An identity federation (or just federation) is a collection of organizations that agree to interoperate under a certain rule set. This rule set typically consists of legal frameworks, policies and technical profiles and standards. It provides the necessary trust and security to exchange identity information to access services within the federation.
Some federations also distinguish the organisations that participate. Often there are federation members (e.g. universities and research institutes), which operate services and provide identities, and federation partners (e.g. commercial companies that offer services to higher education users), which only operate services.
In the context of SAML-based federations, there are the following technical components:
- Identity Provider (IdP): The system component that authenticates a user (e.g. with username and passwords) and issues identity assertions on behalf of the user who wants to access a service protected by a Service Provider.

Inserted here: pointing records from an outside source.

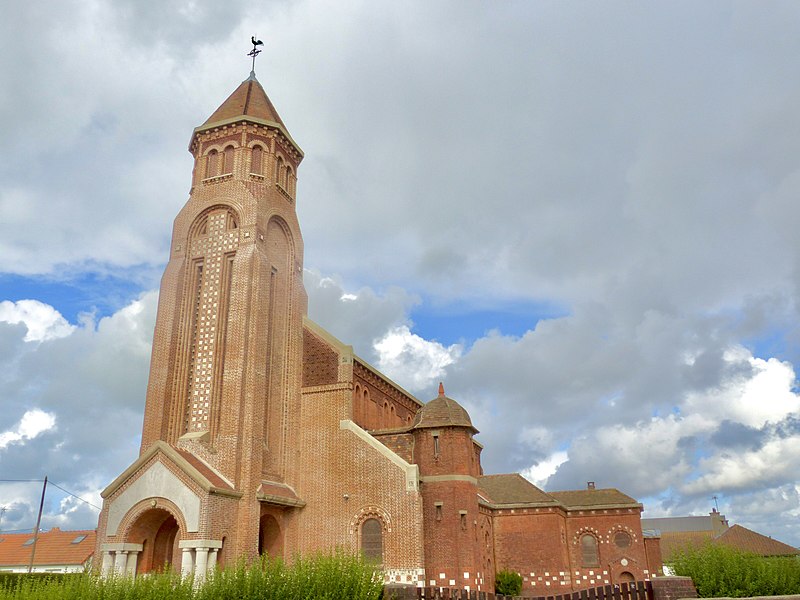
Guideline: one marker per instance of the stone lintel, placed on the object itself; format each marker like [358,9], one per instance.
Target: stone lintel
[121,547]
[211,544]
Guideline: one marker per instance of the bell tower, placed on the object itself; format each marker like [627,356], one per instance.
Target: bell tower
[228,335]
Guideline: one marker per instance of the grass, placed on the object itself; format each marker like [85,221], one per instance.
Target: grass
[720,571]
[322,577]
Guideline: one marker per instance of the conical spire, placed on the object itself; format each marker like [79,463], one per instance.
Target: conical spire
[248,100]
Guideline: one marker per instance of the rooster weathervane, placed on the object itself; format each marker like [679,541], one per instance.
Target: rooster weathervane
[255,51]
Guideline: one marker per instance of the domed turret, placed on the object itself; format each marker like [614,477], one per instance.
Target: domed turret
[442,412]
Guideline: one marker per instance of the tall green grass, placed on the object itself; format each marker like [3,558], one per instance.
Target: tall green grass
[323,577]
[720,571]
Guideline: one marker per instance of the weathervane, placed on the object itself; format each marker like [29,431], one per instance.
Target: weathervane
[255,51]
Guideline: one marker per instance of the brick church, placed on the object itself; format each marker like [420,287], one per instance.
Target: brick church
[264,434]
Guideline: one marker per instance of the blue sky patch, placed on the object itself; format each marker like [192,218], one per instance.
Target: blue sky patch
[463,324]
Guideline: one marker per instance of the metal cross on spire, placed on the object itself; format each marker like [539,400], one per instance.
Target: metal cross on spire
[254,52]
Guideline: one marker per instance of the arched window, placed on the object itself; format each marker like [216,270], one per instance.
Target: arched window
[589,555]
[279,171]
[289,180]
[372,540]
[227,166]
[212,164]
[622,539]
[256,159]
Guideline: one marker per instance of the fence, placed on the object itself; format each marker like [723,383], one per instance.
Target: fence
[637,590]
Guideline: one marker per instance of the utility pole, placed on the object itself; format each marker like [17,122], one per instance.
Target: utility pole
[38,523]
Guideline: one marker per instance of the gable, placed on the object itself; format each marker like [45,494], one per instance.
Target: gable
[156,482]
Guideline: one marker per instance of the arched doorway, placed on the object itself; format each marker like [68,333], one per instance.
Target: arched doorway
[158,532]
[270,537]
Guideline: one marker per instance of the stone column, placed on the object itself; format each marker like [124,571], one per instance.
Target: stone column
[108,563]
[120,562]
[187,562]
[201,564]
[130,569]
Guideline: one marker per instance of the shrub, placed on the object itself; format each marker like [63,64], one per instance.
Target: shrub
[721,571]
[323,577]
[508,583]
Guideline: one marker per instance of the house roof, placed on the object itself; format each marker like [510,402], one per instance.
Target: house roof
[512,488]
[679,524]
[673,542]
[594,498]
[54,547]
[748,540]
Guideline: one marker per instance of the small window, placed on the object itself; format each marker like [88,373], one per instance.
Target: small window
[256,160]
[622,539]
[212,164]
[589,555]
[227,166]
[372,540]
[279,171]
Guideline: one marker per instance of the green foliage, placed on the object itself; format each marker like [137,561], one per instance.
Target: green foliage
[508,583]
[720,571]
[323,577]
[9,580]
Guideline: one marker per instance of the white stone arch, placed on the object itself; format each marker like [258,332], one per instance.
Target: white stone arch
[370,512]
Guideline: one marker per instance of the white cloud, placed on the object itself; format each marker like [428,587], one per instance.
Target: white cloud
[412,360]
[762,394]
[42,320]
[539,473]
[33,423]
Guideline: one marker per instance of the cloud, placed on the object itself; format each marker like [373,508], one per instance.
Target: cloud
[72,410]
[409,358]
[539,473]
[42,321]
[32,423]
[492,154]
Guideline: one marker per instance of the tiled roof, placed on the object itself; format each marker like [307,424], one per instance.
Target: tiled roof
[512,488]
[594,498]
[747,540]
[54,547]
[250,100]
[442,412]
[679,524]
[673,542]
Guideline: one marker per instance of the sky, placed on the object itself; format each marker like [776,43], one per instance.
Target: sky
[581,217]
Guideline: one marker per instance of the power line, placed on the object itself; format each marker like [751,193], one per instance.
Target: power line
[74,496]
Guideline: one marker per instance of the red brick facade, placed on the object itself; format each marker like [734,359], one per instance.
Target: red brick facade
[264,434]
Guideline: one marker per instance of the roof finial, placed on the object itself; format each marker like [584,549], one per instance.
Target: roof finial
[254,52]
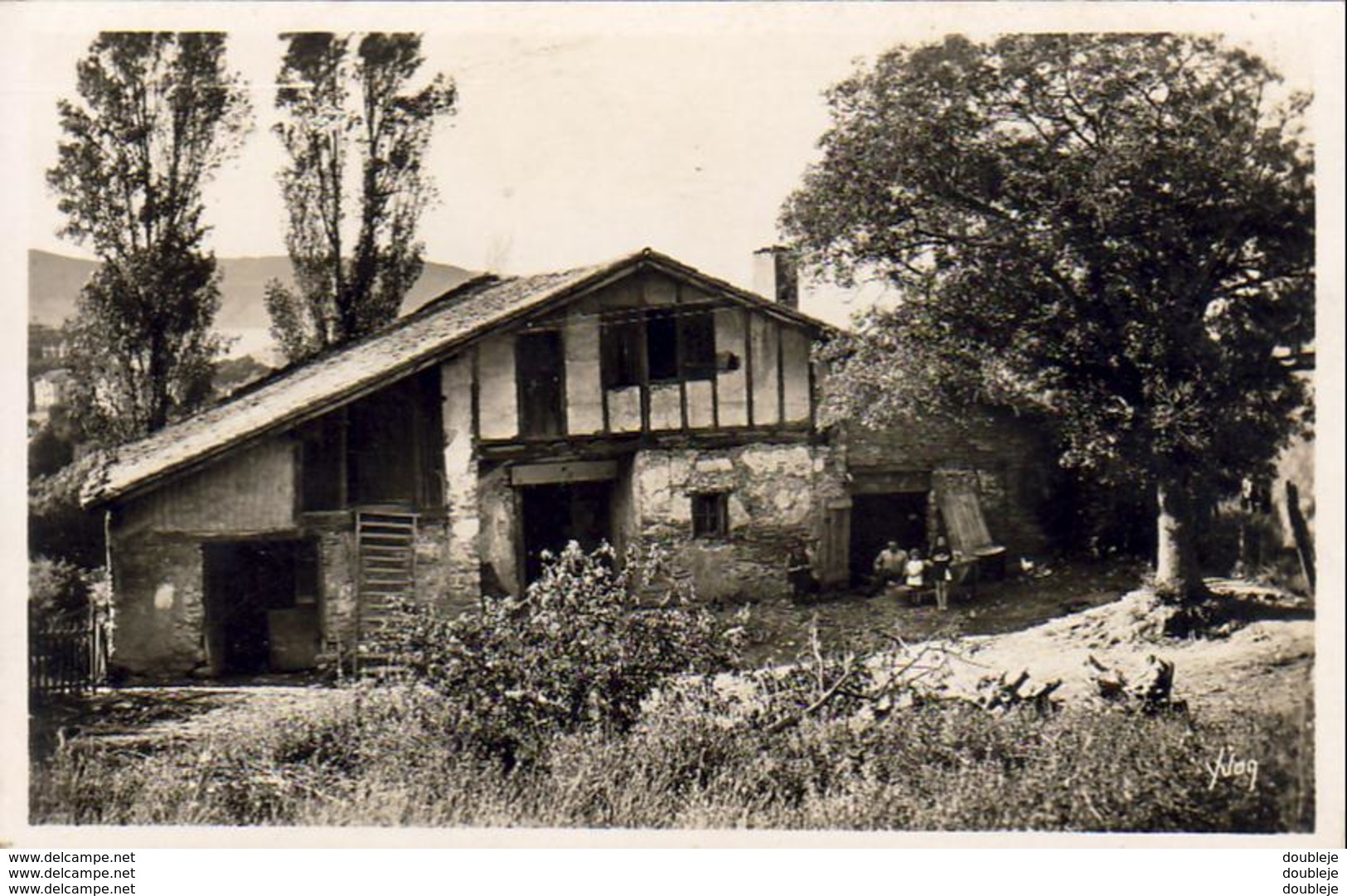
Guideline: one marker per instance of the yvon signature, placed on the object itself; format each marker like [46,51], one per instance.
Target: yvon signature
[1228,767]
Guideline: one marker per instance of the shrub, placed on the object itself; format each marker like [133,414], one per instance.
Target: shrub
[585,647]
[58,592]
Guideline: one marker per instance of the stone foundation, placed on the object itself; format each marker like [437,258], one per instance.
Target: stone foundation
[775,495]
[157,611]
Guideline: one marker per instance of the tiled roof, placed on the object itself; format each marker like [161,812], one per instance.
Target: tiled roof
[297,394]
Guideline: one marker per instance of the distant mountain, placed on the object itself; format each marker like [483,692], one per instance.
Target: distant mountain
[54,280]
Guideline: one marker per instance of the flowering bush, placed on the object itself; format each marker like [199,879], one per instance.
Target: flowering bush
[584,648]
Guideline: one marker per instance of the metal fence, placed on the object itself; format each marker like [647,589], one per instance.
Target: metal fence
[68,658]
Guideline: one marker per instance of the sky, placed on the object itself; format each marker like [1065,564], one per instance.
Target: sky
[586,131]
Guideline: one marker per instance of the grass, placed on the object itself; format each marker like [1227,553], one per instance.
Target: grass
[377,758]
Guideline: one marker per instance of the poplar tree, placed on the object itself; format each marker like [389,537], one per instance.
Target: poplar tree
[355,131]
[1113,230]
[157,114]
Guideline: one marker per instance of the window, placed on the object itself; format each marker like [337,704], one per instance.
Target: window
[696,344]
[539,361]
[678,342]
[710,515]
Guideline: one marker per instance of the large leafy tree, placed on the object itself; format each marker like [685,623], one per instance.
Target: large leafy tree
[157,114]
[1116,230]
[355,133]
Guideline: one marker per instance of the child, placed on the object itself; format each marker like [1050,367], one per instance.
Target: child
[913,574]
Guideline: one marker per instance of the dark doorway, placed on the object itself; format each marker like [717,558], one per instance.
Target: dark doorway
[262,612]
[558,514]
[540,361]
[879,519]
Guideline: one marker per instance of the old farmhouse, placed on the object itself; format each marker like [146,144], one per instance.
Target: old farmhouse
[631,402]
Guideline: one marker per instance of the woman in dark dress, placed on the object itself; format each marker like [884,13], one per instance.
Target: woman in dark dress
[942,558]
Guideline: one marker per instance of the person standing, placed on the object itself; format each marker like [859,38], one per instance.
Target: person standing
[888,566]
[942,558]
[913,574]
[799,572]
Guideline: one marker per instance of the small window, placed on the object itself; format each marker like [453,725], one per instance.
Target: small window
[710,515]
[621,342]
[698,345]
[661,345]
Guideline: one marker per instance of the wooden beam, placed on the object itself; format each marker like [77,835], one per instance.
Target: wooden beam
[679,340]
[562,472]
[748,364]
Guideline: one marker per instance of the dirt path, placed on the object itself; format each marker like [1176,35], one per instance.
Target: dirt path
[1264,663]
[1267,663]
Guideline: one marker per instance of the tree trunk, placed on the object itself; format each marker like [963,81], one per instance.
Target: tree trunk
[1178,573]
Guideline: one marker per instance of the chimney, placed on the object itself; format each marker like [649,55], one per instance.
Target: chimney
[775,275]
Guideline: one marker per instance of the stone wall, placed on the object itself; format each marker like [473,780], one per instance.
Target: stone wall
[337,568]
[775,499]
[1006,457]
[157,609]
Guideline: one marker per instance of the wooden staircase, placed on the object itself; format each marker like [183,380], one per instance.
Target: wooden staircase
[385,543]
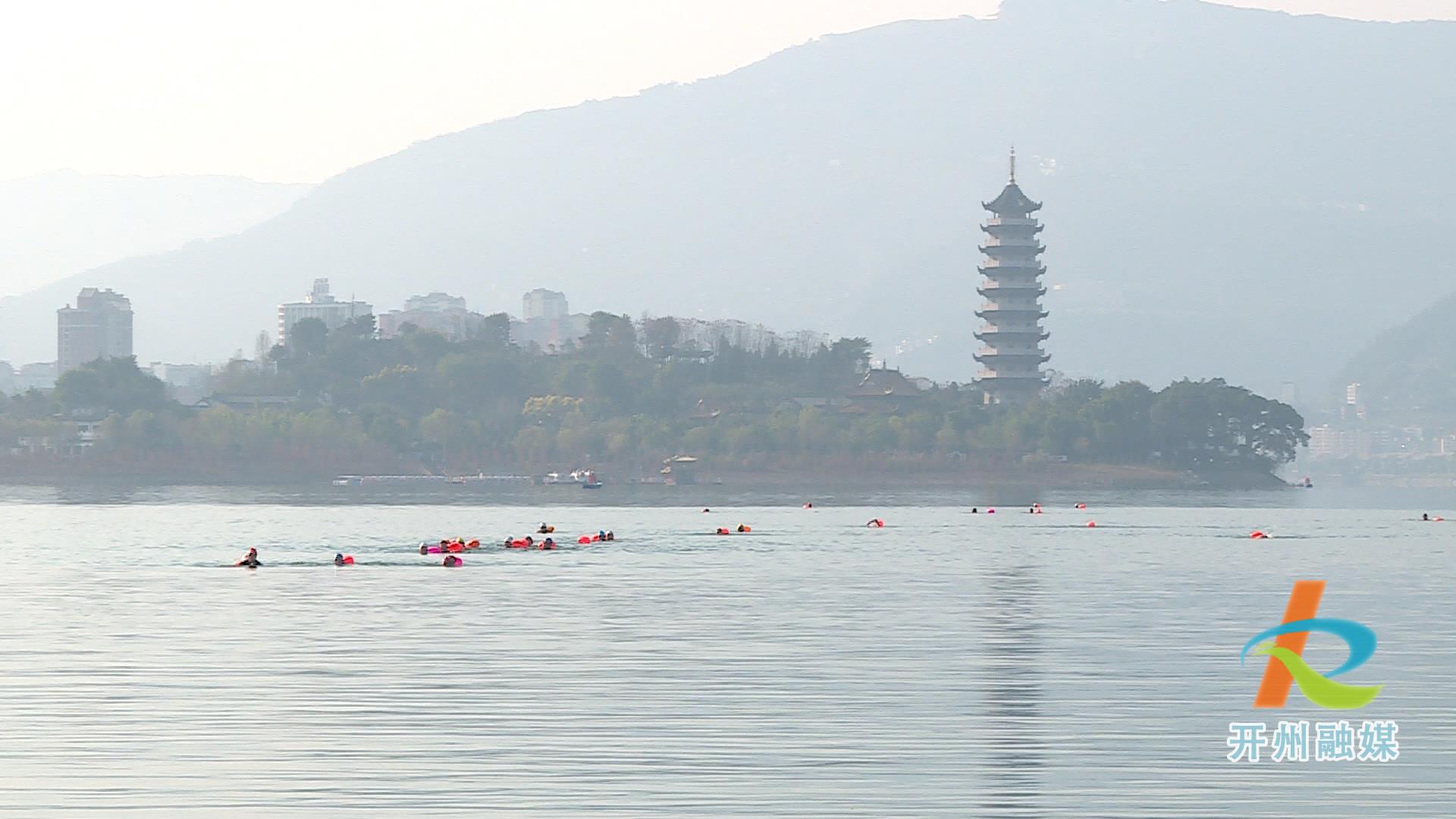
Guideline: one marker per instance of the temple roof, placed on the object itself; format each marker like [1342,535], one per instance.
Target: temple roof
[1012,200]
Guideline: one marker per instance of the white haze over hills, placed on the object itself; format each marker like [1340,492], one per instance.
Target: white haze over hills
[58,223]
[1222,191]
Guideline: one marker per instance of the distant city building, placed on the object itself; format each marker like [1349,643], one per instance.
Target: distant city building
[548,324]
[542,303]
[1327,442]
[437,312]
[319,305]
[188,384]
[38,375]
[1289,394]
[552,335]
[1011,356]
[98,327]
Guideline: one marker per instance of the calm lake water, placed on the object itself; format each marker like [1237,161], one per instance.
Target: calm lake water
[946,665]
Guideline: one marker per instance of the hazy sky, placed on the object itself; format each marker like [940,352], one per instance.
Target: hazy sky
[300,89]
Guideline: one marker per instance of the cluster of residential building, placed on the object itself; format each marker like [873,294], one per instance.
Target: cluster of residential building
[99,325]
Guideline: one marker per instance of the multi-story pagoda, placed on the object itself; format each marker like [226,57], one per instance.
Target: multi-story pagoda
[1011,356]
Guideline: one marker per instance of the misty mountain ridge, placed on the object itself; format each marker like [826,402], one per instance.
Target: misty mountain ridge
[1222,190]
[64,222]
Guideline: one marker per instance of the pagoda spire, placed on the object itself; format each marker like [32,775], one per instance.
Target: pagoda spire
[1011,334]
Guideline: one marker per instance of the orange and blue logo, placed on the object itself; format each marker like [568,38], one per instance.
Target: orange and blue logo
[1288,667]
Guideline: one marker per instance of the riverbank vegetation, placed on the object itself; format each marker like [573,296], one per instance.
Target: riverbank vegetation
[631,395]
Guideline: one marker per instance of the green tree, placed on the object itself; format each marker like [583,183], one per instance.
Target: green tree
[111,385]
[308,337]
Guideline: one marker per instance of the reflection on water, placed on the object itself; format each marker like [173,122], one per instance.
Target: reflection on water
[1014,722]
[948,665]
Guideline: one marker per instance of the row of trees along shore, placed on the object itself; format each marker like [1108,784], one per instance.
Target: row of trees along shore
[626,398]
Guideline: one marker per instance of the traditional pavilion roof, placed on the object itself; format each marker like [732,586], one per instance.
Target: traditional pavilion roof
[883,382]
[1012,200]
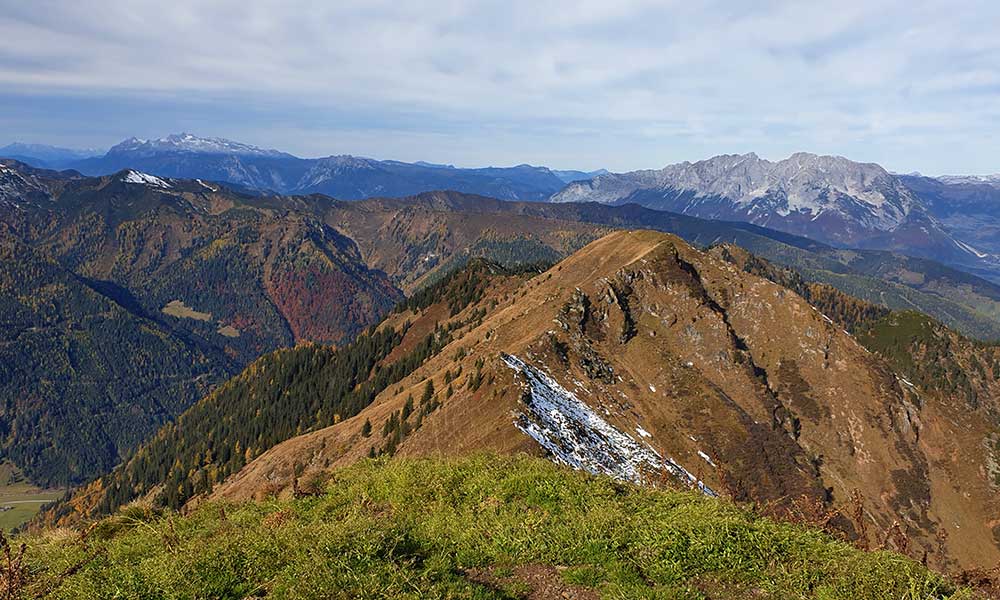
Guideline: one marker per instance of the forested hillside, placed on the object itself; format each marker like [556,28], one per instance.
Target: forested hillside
[281,395]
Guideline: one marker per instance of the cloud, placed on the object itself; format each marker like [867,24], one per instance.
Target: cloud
[644,83]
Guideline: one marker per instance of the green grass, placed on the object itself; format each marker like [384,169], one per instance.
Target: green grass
[24,498]
[409,529]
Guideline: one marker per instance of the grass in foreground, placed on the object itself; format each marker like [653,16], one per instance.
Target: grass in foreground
[433,528]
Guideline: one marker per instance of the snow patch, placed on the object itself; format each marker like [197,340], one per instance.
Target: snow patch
[970,249]
[145,179]
[577,436]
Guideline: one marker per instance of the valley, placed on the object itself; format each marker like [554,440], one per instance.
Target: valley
[639,357]
[310,334]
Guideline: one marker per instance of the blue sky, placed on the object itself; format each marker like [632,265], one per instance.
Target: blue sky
[616,84]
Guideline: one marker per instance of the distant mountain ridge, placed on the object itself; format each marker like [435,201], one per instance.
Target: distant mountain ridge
[348,177]
[826,198]
[42,155]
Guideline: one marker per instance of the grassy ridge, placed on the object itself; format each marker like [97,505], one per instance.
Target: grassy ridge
[411,529]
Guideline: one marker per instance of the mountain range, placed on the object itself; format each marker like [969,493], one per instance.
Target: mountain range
[950,219]
[827,198]
[206,279]
[638,357]
[348,177]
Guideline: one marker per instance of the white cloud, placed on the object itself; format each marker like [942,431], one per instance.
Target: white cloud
[662,80]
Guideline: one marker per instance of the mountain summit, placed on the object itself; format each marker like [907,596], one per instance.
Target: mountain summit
[186,142]
[827,198]
[799,189]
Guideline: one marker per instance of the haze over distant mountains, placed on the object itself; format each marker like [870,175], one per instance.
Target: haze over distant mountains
[347,177]
[952,219]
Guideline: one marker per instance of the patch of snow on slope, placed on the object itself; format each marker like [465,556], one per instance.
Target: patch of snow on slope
[145,179]
[577,436]
[971,250]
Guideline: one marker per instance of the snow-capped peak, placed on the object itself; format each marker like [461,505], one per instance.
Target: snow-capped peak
[190,143]
[987,179]
[139,177]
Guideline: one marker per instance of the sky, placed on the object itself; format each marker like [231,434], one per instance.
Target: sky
[617,84]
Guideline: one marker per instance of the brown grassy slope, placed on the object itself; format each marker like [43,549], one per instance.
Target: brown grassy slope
[414,238]
[784,401]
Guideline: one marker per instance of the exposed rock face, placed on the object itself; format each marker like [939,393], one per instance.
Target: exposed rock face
[638,351]
[826,198]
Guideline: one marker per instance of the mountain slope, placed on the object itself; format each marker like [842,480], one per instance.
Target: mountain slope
[488,527]
[41,155]
[84,379]
[642,358]
[827,198]
[346,177]
[130,296]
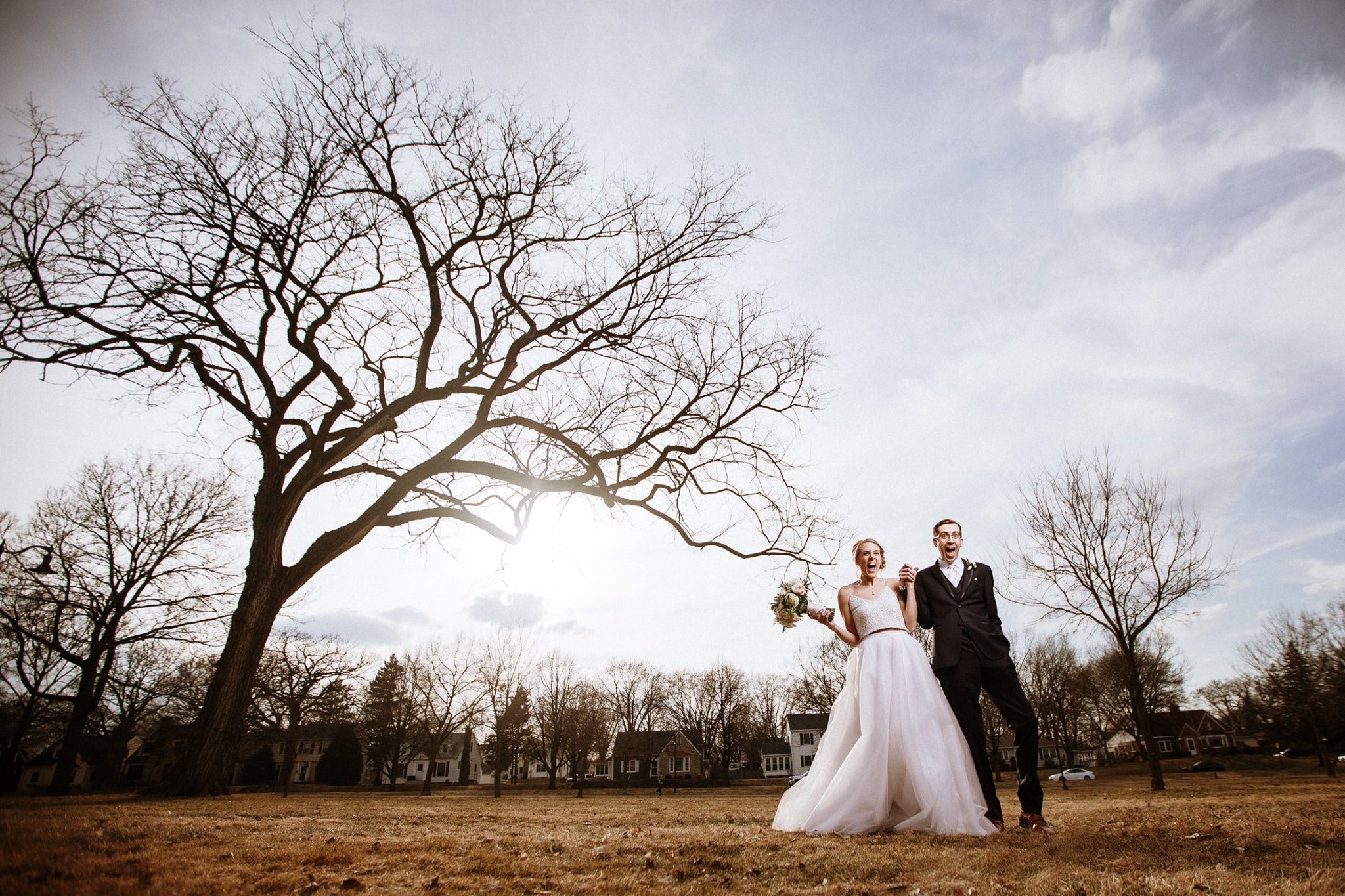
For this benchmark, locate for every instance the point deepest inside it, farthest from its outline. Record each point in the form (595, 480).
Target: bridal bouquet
(791, 602)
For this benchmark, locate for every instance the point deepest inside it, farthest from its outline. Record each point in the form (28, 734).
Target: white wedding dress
(893, 757)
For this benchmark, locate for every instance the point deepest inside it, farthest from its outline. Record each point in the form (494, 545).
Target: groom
(957, 598)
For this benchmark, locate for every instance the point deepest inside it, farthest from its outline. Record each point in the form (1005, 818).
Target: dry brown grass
(1247, 832)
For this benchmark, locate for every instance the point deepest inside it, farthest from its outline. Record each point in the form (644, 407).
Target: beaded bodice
(871, 614)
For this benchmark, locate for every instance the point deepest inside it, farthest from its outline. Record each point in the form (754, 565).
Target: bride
(893, 757)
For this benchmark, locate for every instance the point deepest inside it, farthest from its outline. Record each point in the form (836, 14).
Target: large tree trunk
(464, 765)
(1139, 710)
(72, 742)
(214, 742)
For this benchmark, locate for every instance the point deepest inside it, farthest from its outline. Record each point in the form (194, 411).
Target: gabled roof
(1170, 725)
(650, 743)
(807, 720)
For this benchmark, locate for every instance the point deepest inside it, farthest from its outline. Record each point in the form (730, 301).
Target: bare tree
(821, 675)
(506, 661)
(37, 679)
(552, 691)
(137, 548)
(420, 296)
(296, 671)
(635, 694)
(447, 687)
(137, 688)
(1116, 553)
(1053, 680)
(1106, 675)
(588, 730)
(713, 703)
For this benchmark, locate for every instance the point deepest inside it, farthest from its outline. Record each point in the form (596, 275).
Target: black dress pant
(962, 685)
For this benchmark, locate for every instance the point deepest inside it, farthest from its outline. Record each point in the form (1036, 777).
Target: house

- Service Provider (SP): The system component that evaluates identity assertions from an Identity Provider and uses the information from the assertion for controlling access to protected services.
- Discovery Service(DS): The Discovery Service service, also known as "Where Are You From (WAYF)" service, lets the user choose his home institution from a list and then redirects the user to the login page of the selected institution for authentication.
How many academic identity federations are?
To get an up-to-date answer for this question, please refer to the REFEDS federations page. REFEDS is a group of Research and Education FEDerations funded mostly by a few National Research and Education Networks and the Internet Society.